Central interactions between the thyroidal and adrenal axes: mode of action and role in the development of vertebrates. Corticotropin-releasing hormone (CRH) is thought to be a phylogenetically ancient signaling molecule in vertebrates that controls the developmental response of the larva, embryo or fetus on environmental stress factors (so-called phenotypic developmental plasticity) by the regulation of both thyroid and adrenal function. The interaction of CRH with the thyroidal axis is a role of this hypothalamic hormone that - in contrast to its role in homeostatic and behavioural responses to stress - relatively unknown, even though the TSH-releasing capacity of CRH has been demonstrated in representatives of all non-mammalian vertebrates. We want to identify the different components that are involved in the interaction of CRH with the thyroidal axis in the chicken. Furthermore, we investigate the role of this interaction in developmental processes of different vertebrate species, such as hatching in birds and amphibian metamorphosis.

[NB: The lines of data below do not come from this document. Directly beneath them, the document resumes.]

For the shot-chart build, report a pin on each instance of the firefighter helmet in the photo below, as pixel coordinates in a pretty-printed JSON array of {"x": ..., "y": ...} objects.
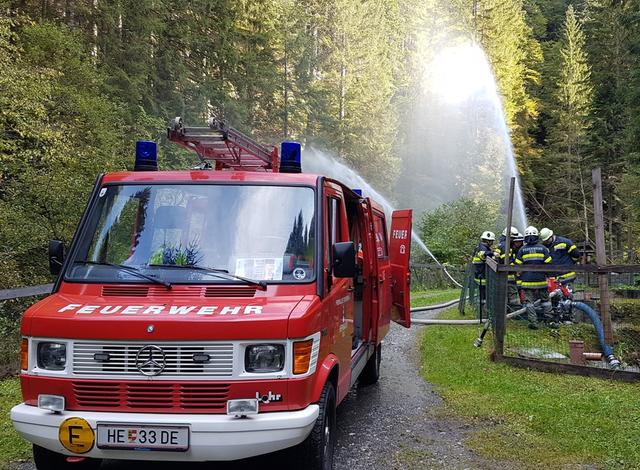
[
  {"x": 545, "y": 234},
  {"x": 488, "y": 236}
]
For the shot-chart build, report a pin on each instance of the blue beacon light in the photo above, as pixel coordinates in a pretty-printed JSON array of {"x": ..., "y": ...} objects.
[
  {"x": 146, "y": 156},
  {"x": 290, "y": 157}
]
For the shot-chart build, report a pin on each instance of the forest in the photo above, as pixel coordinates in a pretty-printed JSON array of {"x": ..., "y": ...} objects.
[{"x": 81, "y": 81}]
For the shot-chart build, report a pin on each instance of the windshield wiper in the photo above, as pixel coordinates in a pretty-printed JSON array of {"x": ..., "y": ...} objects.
[
  {"x": 221, "y": 272},
  {"x": 129, "y": 269}
]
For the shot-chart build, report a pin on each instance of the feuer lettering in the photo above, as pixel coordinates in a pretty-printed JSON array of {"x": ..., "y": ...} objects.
[
  {"x": 158, "y": 309},
  {"x": 69, "y": 307},
  {"x": 231, "y": 310},
  {"x": 181, "y": 310},
  {"x": 88, "y": 309},
  {"x": 132, "y": 309},
  {"x": 110, "y": 309},
  {"x": 154, "y": 309},
  {"x": 208, "y": 310}
]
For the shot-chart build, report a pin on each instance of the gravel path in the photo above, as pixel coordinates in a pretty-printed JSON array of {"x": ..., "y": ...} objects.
[{"x": 395, "y": 424}]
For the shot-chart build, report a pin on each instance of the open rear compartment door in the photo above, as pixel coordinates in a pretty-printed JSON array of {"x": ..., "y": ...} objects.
[{"x": 399, "y": 252}]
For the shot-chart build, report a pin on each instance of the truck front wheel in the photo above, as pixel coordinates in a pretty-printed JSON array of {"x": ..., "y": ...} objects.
[
  {"x": 317, "y": 450},
  {"x": 46, "y": 459}
]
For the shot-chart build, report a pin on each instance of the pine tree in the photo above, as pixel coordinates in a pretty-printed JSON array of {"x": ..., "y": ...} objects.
[{"x": 572, "y": 122}]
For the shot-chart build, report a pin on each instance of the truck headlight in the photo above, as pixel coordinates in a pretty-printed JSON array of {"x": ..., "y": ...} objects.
[
  {"x": 263, "y": 358},
  {"x": 52, "y": 356}
]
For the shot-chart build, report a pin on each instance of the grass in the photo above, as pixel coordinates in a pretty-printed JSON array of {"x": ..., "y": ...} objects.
[
  {"x": 12, "y": 446},
  {"x": 431, "y": 297},
  {"x": 536, "y": 419}
]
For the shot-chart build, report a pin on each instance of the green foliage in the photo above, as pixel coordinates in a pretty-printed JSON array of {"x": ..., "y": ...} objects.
[
  {"x": 61, "y": 130},
  {"x": 452, "y": 230}
]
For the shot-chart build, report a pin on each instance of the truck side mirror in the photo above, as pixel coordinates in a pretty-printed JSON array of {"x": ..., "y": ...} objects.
[
  {"x": 344, "y": 259},
  {"x": 56, "y": 256}
]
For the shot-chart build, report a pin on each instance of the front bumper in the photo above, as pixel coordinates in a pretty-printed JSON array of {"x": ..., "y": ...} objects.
[{"x": 213, "y": 437}]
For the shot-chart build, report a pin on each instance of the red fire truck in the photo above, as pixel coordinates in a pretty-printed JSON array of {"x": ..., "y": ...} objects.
[{"x": 216, "y": 313}]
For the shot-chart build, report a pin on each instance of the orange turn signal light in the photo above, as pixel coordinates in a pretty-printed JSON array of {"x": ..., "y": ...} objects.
[
  {"x": 302, "y": 356},
  {"x": 24, "y": 354}
]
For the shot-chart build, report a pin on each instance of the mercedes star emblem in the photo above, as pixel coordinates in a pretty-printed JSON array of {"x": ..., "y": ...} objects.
[{"x": 151, "y": 360}]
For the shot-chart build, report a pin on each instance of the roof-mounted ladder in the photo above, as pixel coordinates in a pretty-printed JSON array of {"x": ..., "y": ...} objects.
[{"x": 227, "y": 147}]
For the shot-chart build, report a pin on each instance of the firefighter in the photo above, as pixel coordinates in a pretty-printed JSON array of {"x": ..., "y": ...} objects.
[
  {"x": 503, "y": 238},
  {"x": 533, "y": 285},
  {"x": 517, "y": 239},
  {"x": 563, "y": 252},
  {"x": 480, "y": 254}
]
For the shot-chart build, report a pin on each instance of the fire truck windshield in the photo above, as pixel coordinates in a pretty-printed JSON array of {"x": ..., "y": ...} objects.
[{"x": 261, "y": 232}]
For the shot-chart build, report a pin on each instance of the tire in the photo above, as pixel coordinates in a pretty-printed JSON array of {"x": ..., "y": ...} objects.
[
  {"x": 46, "y": 459},
  {"x": 371, "y": 372},
  {"x": 316, "y": 452}
]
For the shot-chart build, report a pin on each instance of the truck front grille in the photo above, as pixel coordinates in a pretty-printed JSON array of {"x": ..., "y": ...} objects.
[
  {"x": 180, "y": 360},
  {"x": 142, "y": 396}
]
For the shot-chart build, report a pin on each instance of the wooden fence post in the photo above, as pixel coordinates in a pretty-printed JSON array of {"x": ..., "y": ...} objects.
[{"x": 601, "y": 255}]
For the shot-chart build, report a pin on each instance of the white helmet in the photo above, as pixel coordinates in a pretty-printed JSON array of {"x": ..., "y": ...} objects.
[
  {"x": 488, "y": 236},
  {"x": 514, "y": 232},
  {"x": 545, "y": 234}
]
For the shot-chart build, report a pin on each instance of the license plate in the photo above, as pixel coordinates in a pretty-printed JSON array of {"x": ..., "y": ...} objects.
[{"x": 143, "y": 437}]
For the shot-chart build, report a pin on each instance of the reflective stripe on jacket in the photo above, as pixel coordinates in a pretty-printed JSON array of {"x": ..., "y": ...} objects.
[
  {"x": 564, "y": 252},
  {"x": 480, "y": 254},
  {"x": 502, "y": 252},
  {"x": 531, "y": 255}
]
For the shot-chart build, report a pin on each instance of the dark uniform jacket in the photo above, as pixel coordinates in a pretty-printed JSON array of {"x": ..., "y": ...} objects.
[
  {"x": 480, "y": 254},
  {"x": 564, "y": 252},
  {"x": 502, "y": 252},
  {"x": 531, "y": 255}
]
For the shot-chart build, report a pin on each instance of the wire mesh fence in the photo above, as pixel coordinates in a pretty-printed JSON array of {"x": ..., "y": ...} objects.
[{"x": 564, "y": 327}]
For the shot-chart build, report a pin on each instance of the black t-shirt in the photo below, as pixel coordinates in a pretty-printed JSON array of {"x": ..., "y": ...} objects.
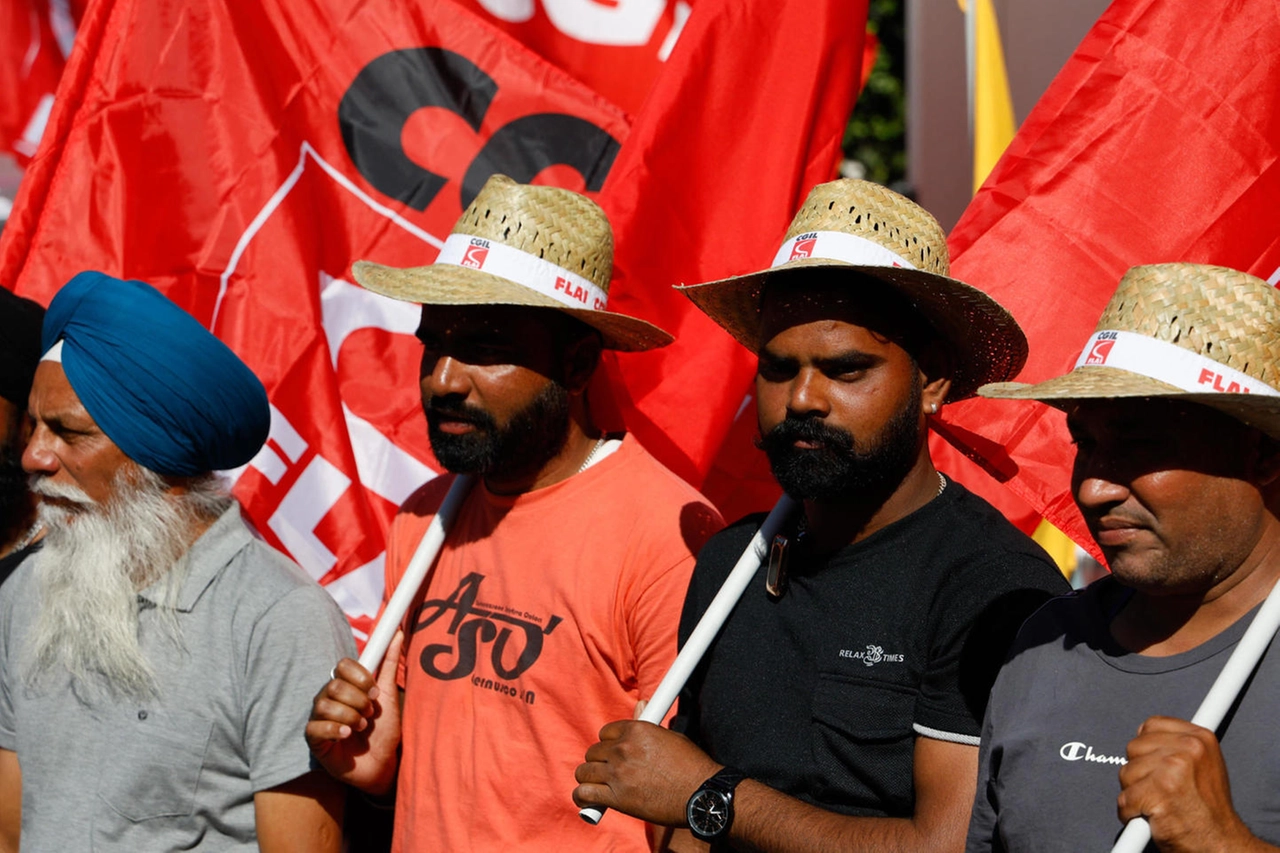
[{"x": 821, "y": 692}]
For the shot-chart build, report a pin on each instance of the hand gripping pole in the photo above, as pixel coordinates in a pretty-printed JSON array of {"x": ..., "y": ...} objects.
[
  {"x": 416, "y": 571},
  {"x": 708, "y": 626},
  {"x": 1220, "y": 698}
]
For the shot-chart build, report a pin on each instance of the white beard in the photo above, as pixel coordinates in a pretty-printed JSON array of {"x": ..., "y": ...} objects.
[{"x": 95, "y": 560}]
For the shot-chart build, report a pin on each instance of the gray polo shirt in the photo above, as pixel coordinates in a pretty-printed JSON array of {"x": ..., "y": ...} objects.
[{"x": 181, "y": 771}]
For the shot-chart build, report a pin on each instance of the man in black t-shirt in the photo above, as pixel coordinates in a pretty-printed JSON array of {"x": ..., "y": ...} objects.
[
  {"x": 19, "y": 354},
  {"x": 840, "y": 705}
]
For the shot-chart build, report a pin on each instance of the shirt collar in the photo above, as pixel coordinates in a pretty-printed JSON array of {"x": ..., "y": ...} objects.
[{"x": 208, "y": 556}]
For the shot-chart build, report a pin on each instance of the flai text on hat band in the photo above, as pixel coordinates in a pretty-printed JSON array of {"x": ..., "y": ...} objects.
[
  {"x": 535, "y": 273},
  {"x": 836, "y": 245},
  {"x": 1168, "y": 363}
]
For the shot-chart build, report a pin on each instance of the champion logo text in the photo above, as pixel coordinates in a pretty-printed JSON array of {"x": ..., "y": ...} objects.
[{"x": 1077, "y": 751}]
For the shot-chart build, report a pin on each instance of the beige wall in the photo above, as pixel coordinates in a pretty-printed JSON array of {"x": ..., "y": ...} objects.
[{"x": 1038, "y": 37}]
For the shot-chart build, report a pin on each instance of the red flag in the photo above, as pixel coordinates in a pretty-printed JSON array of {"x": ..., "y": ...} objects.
[
  {"x": 705, "y": 187},
  {"x": 243, "y": 176},
  {"x": 1159, "y": 141},
  {"x": 33, "y": 41},
  {"x": 615, "y": 46}
]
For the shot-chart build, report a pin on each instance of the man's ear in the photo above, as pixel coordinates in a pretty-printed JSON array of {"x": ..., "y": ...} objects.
[
  {"x": 936, "y": 369},
  {"x": 581, "y": 359},
  {"x": 1267, "y": 460}
]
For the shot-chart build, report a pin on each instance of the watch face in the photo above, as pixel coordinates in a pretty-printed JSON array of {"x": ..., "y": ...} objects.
[{"x": 709, "y": 812}]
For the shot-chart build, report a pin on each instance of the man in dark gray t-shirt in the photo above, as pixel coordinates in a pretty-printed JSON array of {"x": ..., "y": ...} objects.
[{"x": 1174, "y": 407}]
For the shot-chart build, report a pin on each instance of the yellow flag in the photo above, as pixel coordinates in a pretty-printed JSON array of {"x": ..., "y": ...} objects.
[
  {"x": 992, "y": 108},
  {"x": 1059, "y": 546}
]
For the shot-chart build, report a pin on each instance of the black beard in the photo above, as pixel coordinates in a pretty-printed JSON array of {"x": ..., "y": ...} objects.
[
  {"x": 535, "y": 434},
  {"x": 841, "y": 469}
]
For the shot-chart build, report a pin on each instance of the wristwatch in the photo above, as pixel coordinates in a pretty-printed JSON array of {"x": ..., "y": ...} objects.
[{"x": 711, "y": 810}]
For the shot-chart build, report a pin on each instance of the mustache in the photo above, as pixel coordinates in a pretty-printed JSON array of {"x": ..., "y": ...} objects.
[
  {"x": 455, "y": 409},
  {"x": 805, "y": 429},
  {"x": 64, "y": 492}
]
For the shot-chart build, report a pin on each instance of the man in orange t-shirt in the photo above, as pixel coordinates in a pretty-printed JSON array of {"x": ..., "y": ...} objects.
[{"x": 554, "y": 601}]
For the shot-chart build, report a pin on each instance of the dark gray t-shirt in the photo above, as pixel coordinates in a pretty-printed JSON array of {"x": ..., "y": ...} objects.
[
  {"x": 1068, "y": 703},
  {"x": 179, "y": 771}
]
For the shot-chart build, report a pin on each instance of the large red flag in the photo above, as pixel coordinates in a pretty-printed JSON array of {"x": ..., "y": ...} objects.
[
  {"x": 745, "y": 121},
  {"x": 1159, "y": 141},
  {"x": 35, "y": 37},
  {"x": 241, "y": 156}
]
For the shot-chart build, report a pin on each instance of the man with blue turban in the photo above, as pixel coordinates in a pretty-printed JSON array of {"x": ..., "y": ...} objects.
[{"x": 156, "y": 660}]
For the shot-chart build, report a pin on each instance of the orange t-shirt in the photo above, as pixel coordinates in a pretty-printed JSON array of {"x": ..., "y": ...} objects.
[{"x": 545, "y": 616}]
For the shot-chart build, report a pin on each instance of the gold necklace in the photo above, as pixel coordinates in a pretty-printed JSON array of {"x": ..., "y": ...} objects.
[{"x": 595, "y": 450}]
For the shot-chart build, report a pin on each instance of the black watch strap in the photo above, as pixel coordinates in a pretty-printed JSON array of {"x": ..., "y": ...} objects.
[
  {"x": 726, "y": 780},
  {"x": 711, "y": 810}
]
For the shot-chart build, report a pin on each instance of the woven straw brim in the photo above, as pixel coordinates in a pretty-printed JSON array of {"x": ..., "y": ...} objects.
[
  {"x": 1111, "y": 383},
  {"x": 451, "y": 284},
  {"x": 984, "y": 340}
]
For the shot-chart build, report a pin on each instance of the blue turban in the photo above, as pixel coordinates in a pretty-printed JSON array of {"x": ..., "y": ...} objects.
[{"x": 172, "y": 396}]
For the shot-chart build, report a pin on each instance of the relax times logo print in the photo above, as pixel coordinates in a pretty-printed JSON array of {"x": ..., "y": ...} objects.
[{"x": 515, "y": 639}]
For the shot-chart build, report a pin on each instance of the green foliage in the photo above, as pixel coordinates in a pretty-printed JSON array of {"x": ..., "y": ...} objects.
[{"x": 877, "y": 131}]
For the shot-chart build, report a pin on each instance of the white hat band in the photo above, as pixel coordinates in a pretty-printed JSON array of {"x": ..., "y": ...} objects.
[
  {"x": 835, "y": 245},
  {"x": 535, "y": 273},
  {"x": 1168, "y": 363}
]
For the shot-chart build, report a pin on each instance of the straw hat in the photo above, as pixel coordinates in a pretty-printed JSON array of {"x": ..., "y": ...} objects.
[
  {"x": 1206, "y": 334},
  {"x": 865, "y": 228},
  {"x": 522, "y": 245}
]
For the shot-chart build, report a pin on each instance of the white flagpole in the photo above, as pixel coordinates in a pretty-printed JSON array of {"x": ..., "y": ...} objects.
[
  {"x": 708, "y": 626},
  {"x": 421, "y": 562},
  {"x": 1220, "y": 698}
]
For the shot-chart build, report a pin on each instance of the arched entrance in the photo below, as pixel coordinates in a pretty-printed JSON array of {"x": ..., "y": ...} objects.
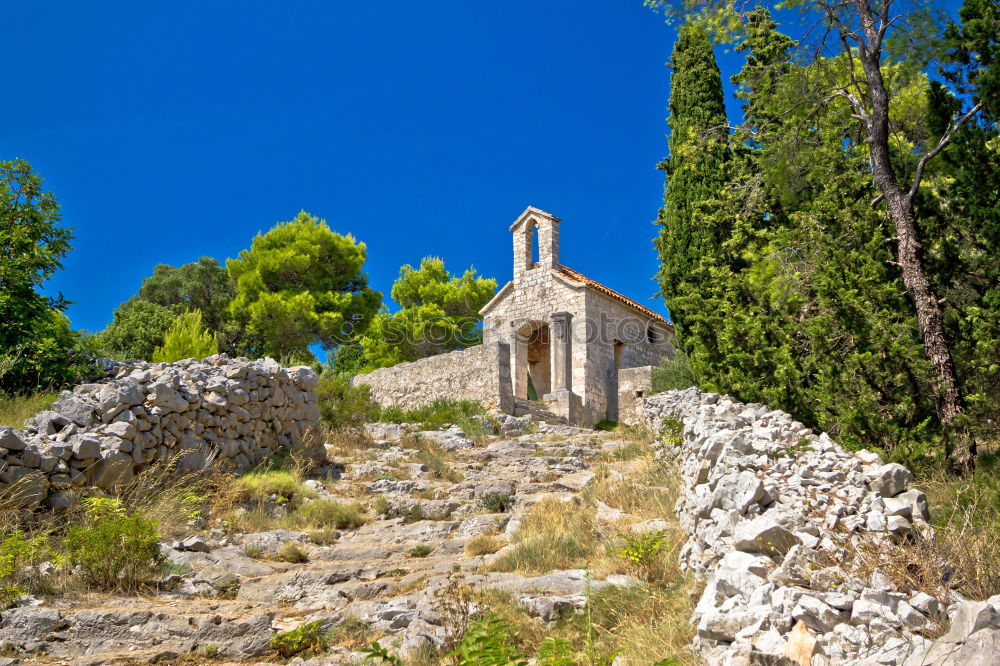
[{"x": 534, "y": 373}]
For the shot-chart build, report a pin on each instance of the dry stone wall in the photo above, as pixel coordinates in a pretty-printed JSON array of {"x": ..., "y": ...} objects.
[
  {"x": 232, "y": 411},
  {"x": 479, "y": 373},
  {"x": 774, "y": 515}
]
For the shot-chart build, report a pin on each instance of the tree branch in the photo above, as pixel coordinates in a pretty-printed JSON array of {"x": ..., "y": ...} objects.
[{"x": 945, "y": 140}]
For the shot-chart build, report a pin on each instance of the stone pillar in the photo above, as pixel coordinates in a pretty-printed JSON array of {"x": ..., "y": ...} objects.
[
  {"x": 519, "y": 364},
  {"x": 562, "y": 351}
]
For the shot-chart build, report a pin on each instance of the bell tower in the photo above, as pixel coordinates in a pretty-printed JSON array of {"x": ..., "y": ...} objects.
[{"x": 536, "y": 242}]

Control mechanisms of energy homeostasis: the chicken as a model (collaboration with Prof. J. Buyse of the Faculty of Bioscience Engineering). With this project we want to unravel the mechanisms that play a role in the control and regulation of the energy homeostasis with the chicken as experimental animal model. Energy homeostasis is the net result of energy intake on the one hand, and energy deposition (mainly as fat) and energy expenditure on the other hand. As problems such as obesity, ascites, heart failure etc. are hampering the poultry industry, the main objective of this research is to gather more insight in the mechanisms that are involved in the regulation of food intake in relation to body composition and energy expenditure in avian species. We investigate which peripheral signaling molecules are modulated in relation to the food intake pattern and how these signals affect the control system in the hypothalamus. We also look into the effect of these appetite-regulating molecules on energy deposition and expenditure. Finally, we try to elucidate the functional role of leptin expression in the chicken liver, which is unique for this species.